Still reading Subpoena Colada this week, in which our hero, a frequently-drunken lawyer (is there any other kind in fiction?), is trying to salvage the wreckage of his career and that of his highest-profile client, the apparently washed-up rock star Brian Fey (or as I keep thinking of him, Bryan Ferry — who I am NOT calling washed-up, so don’t start hating), who is being taken to the cleaners by a lawsuit from his former band-mates and who is, apparently, about to become a suspect in the murder of his replacement. Sort of like if Peter Gabriel had been suspected of killing Phil Collins, I guess.
The usual crowd is here: media figureheads, record company A&R, the young and the beautiful, the old and the rich. I look around: Richard Branson and Chris Evans; Liam and Noel Gallagher; Sharleen Spiteri and Sophie Ellis Bextor; Jodie Kidd and Sophie Dahl; Gail Porter and Jade Jagger; Rachel Hunter and Patsy Kensit; David Baddiel and Steve Coogan; hip young things from the soaps.

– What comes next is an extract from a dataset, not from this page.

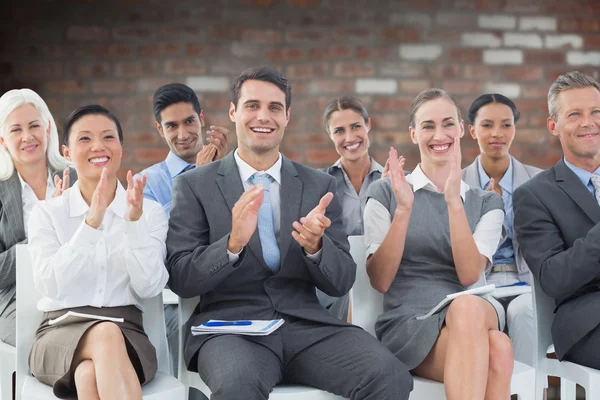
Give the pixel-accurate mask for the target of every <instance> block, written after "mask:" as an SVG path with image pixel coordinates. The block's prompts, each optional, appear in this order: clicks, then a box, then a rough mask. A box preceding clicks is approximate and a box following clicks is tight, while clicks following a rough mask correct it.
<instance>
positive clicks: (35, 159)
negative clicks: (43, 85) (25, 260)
mask: <svg viewBox="0 0 600 400" xmlns="http://www.w3.org/2000/svg"><path fill="white" fill-rule="evenodd" d="M63 174H64V175H63ZM75 180H77V175H76V174H75V172H74V170H70V168H68V162H67V160H65V159H64V157H63V156H61V154H60V152H59V147H58V131H57V129H56V124H55V122H54V118H53V117H52V114H51V113H50V110H49V109H48V106H47V105H46V103H45V102H44V100H43V99H42V98H41V97H40V96H39V95H38V94H37V93H36V92H34V91H33V90H31V89H14V90H9V91H8V92H6V93H4V95H2V97H0V341H3V342H5V343H7V344H9V345H11V346H14V345H15V317H16V314H15V300H16V293H15V292H16V282H15V280H16V273H15V269H16V267H17V260H16V257H17V256H16V252H15V245H16V244H19V243H27V222H28V221H29V217H30V215H31V210H32V209H33V207H34V206H35V204H37V202H38V201H41V200H47V199H50V198H51V197H55V196H59V195H61V194H62V191H63V189H66V188H68V187H69V185H70V184H72V183H73V182H74V181H75Z"/></svg>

Dang, that’s a lot of name-dropping! Sharleen Spiteri is, of course, the lead singer of the Scottish band Texas, which last.fm tells me is my favorite band. (Why is a Scottish band named “Texas”? Evidently they’re fans of the film “Paris, Texas”, which I haven’t seen.) Anyway, the book doesn’t really go into what happens after the party, although one might surmise the Gallaghers get into a fistfight, most likely with each other.
Speaking of things happening after a party, here’s a new scene I’m adding to The War of the Ravels, in which Mercy attempts to demonstrate her ability to open dimensional portals on an unfortunate piece of undercooked steak.
She could tell when the gateway started to open; the strings that underlay the room changed, sending a little shiver through the skin of reality. At almost the same moment, she heard Aldric hiss a warning and, wondering if he felt it the change as well, she opened her eyes, just in time to see the innkeeper’s pet cat-thing bound in through the door to the verandah—which evidently had been left ajar—and leap toward the table, and the piece of meat. But it was too late to stop the window from opening; the crack was made, the split in the world was there, the meat was falling through it. And Trouble went after it, both of them disappearing through a blank nothing, to be followed, a moment later, by the knife, tipped off balance by the animal’s passage.
Yes, I named someone’s pet in my fantasy novel after the late, lamented Trouble the Kitty. If you’d like to make something of it, take it up with her.

Ah, Trouble, we miss you! I have a feeling the other Trouble is in for a whole different sort of adventure!